According to the fuel marketers, while available records showed that Farouk Ahmed’s predecessors cultivated a good business environment by ensuring that marketers’ claims were not being delayed, the new chief executive’s disposition at the helm of affairs clearly showed that “he’s out to kill marketers’ businesses.”
In addition, the independent marketers revealed that all efforts made to reach out to the head of the midstream and downstream had not been successful, stating that calls made to his phone are neither answered nor returned.
“On the above subject matter, the public should hold the head of the midstream and downstream responsible for the current scarcity being experienced across the petrol station in Abuja and environs.
“Therefore, we are appealing to the presidency and NNPC as a matter of urgency to intervene, and ensure that the money owed marketers are paid as quickly as possible, so as to ameliorate the suffering of the masses,” they explained.
IPMAN argued that the contention by the NMDPRA that they (marketers) were not coming forward for verification was baseless, insisting that every kobo owed is automated under project Aquila.
“Everything we are doing now is online. Before Farouk, with the former person there, we had good payment plan, highest two to three weeks, now he’s telling us to come for reconciliation for something that has been computerised,” the group said.
It stressed that the monies owed marketers were above N50 billion, urging the government to stop skeletal payment. “A situation where you owe N20 million to N30 million and then pay N120,000 and then go to the media is unacceptable,” it added.
Chairman of the organisation, Alhassan, described the withdrawal of services as a warning strike which would last for a week initially, adding that members were ready to continue the action indefinitely until the issue is resolved.
But Ahmed, chief executive of the NMDPRA had a few hours earlier, said that 140 trucks as against 70 trucks to 80 trucks received before, had started loading fuel, describing it as an improvement.
“Credit also goes to transporters because now they are reacting to the president’s offer of additional N10 as an incentive on their transportation charges.

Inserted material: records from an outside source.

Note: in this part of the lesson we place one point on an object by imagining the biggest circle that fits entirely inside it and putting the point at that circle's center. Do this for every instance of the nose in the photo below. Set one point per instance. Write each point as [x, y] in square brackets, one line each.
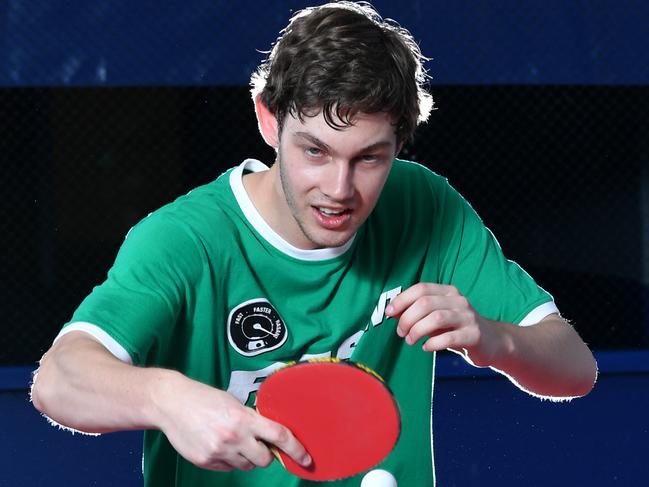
[339, 181]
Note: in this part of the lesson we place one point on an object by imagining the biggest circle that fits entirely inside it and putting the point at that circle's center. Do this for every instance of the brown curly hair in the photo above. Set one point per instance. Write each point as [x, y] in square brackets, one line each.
[342, 58]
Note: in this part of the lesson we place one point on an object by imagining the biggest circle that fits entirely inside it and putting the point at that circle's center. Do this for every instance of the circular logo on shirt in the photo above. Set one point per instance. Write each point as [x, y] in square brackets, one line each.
[255, 327]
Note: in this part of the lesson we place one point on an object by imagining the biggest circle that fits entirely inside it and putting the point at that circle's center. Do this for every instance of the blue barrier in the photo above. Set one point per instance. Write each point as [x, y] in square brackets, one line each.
[487, 433]
[199, 42]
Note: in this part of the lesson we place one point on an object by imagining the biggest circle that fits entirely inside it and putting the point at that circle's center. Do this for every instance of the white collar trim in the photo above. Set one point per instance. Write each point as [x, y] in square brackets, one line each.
[253, 216]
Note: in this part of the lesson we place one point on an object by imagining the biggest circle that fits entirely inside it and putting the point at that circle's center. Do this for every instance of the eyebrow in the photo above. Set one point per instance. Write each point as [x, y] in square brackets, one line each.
[317, 142]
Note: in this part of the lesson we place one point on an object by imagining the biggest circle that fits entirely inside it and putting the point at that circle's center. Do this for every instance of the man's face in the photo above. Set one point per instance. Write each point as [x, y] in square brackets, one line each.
[331, 179]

At least we are seeing the improvement,” he said.
Meanwhile, the NMDPRA yesterday said it had so far paid N74 billion to independent petroleum marketers as bridging claims in the last seven months.
A statement from the organisation noted that at a meeting held on May 17, 2022, with IPMAN, bridging payment was discussed extensively, and the processes explained and agreed upon by IPMAN.
Thereafter, the NMDPRA said it went ahead to make additional payment of N10 billion in June and sought an upward review of the freight rate which is currently being implemented.
“So far, the Authority paid N71,233,712,991 bridging claims and another N2,736,179,950.84 freight differentials to the marketers as at 6th June, 2022.
“A breakdown of payment made to marketers is as follows: Major Marketers (MOMAN) received N9,958,777,487.24, IPMAN members were paid N42,301,923,616.96, NNPC Retails N6,661,459,118.61 while DAPPMAN members were paid N12,303,195,651.57, these translate to a total of N73,969,892,941.84,” it said.